Aujourd’hui au milieu de la grande confusion, le langage se veut efficace, net et précis.
Mais pour moi cette mécanique rationnelle technocratique, ça ne marche. Entouré par les traînées fantômes de discours itératifs qu’on vous repasse à longueur de journée, soli de communicants qui diffusent des messages moulés à propos du Pouvoir, à propos du sang, du sexe, de la santé ou à propos de fortunes bonnes ou mauvaises, moi je m’invente d’autres issues. En fait, je n’y peux rien. Ça rentre « sens » par une oreille, et « son » par l’autre. Ça se fait tout seul, une distorsion, comme lorsque vous mettez de la pâte dans une machine et qu’il en ressort des coquillettes, des cannelloni, des spaghetti ou linguine. Comme un « rubik-cubiste » fait tourner dans ses mains les couleurs, j’entends des mots sans raison.
Ça n’a pas de sens, et alors ? N’y a-t il donc que les polémiques qui soient amusantes pour l’esprit ? Jeu du je, à tu et à toi, sur une île sans elle, à genou j’avoue, (Eels in Hells), diphtongues croissantes ou hiatus, métaphores, allégories ou paraboles, figures de style ou mots croisés, tordus, mots valises, rythmés ou musicaux, le son des mots tourne dans ma tête quand on me parle, et tout autant quand on ne me dit rien d’ailleurs.

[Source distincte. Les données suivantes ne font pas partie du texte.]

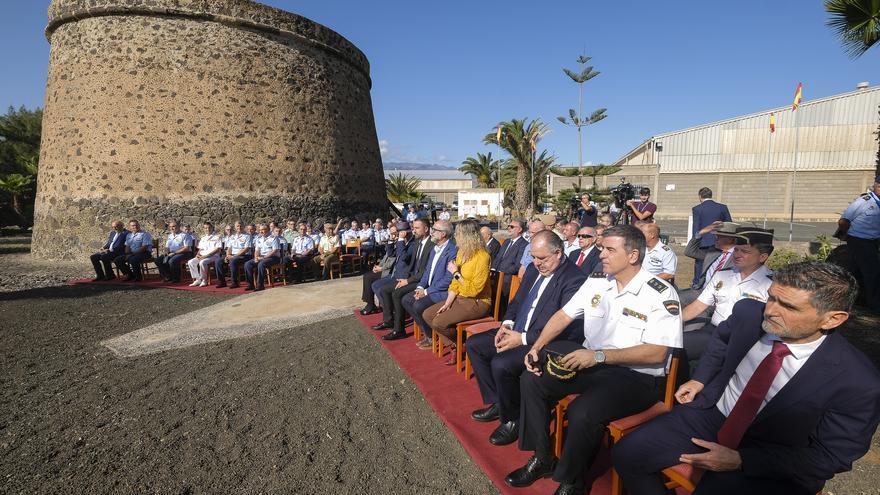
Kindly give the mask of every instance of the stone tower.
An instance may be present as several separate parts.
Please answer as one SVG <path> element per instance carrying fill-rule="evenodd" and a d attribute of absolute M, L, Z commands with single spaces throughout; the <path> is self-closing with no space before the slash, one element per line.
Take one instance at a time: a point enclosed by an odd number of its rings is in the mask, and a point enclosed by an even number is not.
<path fill-rule="evenodd" d="M 35 256 L 114 219 L 387 211 L 369 63 L 334 31 L 248 0 L 53 0 L 46 36 Z"/>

Être fun, comme « porte et fenêtre »; une manière de s’aérer l’esprit embrumé par tant de propos âcres et fumeux. Juste comme ça, voici ceux qui me sont venus ce matin, (certains ressemblent presque à des titres de LIBÉ).
Jeux de mots inutiles
en CAPITALES.
T’es homeless, TÉHÉRAN, t’es nu, ABOU DABI,
Tu mises à PARIs, tu achètes à DUBAï,
En tout cas, tard (ou tôt), tu paies c’ que tu DOHA,
Si SARAJEVO, pas cher, plus d’un s’est fait avoir à BERNE,
S’il y a « jambes », BRASilia aussi,
T’as ralenti à OSLO et dix à ATHÈNES (bilingues),
9 à ADDIS-ABEBA (et à dix y a débat),
Tu bois du blanc à DUBLIN, t’es bourré à SEOUL,
Tu te réveilles à ANDORRE, mais tu blagues à la HAVANE.
Chassé de KINSHASA, les réfugiés VIENNE en Autriche,
Contre SINGAPOUR, et d’accord à DAKAR,
BUENOS AIRES de courir, il faut partir à point,
Si la drogue est partie, KAMPALA,
Un père pris la main dans le sac, c’est BAGDAD,
Bien élevé à TRIPOLI,
Le miracle Allemand, c’est BERLIN l’enchanteur.
Etc.
Un de mes oncles, par ailleurs ingénieur, inspiré par Pierre Dac, par la pataphysique ou le parti d’en rire, vingt fois nous ressortait souvent sa blague «le taxi ralenti parce que le taciturne », bon ça me faisait pas rire, mais quand j’étais gamin, je ne comprenais surtout pas pourquoi il s’excusait ensuite. Pourquoi donc fallait-il s’excuser de n’avoir pas entendu les mots pour ce qu’ils disent ? Faut-il demander toujours pardon de ne pas penser comme tout le monde et/ou jouer sur les mots?
J’en connais tant de ces tribuns politiques ambitieux arrogants, de ces écrivains présomptueux ou idoles niaiseuses, et autres journalistes aussi vaniteux que cyniques qui balancent des âneries bien pires que ces calembredaines homophoniques, calembours paronymiques, bigrammes, boutades, et autres jeux de mots dits « pourris », devant les caméras de la France entière, au journal de 20h, ou là où « Tout le monde en Parle », sur des radios d’états, ou au micro des Nations-Unies, sans jamais chercher la moindre excuse…
Pourquoi faut-il s’excuser de jouer sur le mal dur, ou les maux doux,
Démon des mots émerveillés par mots et par « vont », par monts et par vaux devil en ville.
® CharlElie – Oct 20XV
PS : En passant, le terme de poësie s’écrivait jadis avec un tréma, il signifiait « faire », « créer ».
Chez les grecs le poète n’est pas un contemplatif, mais un créateur, un inventeur de formes expressives.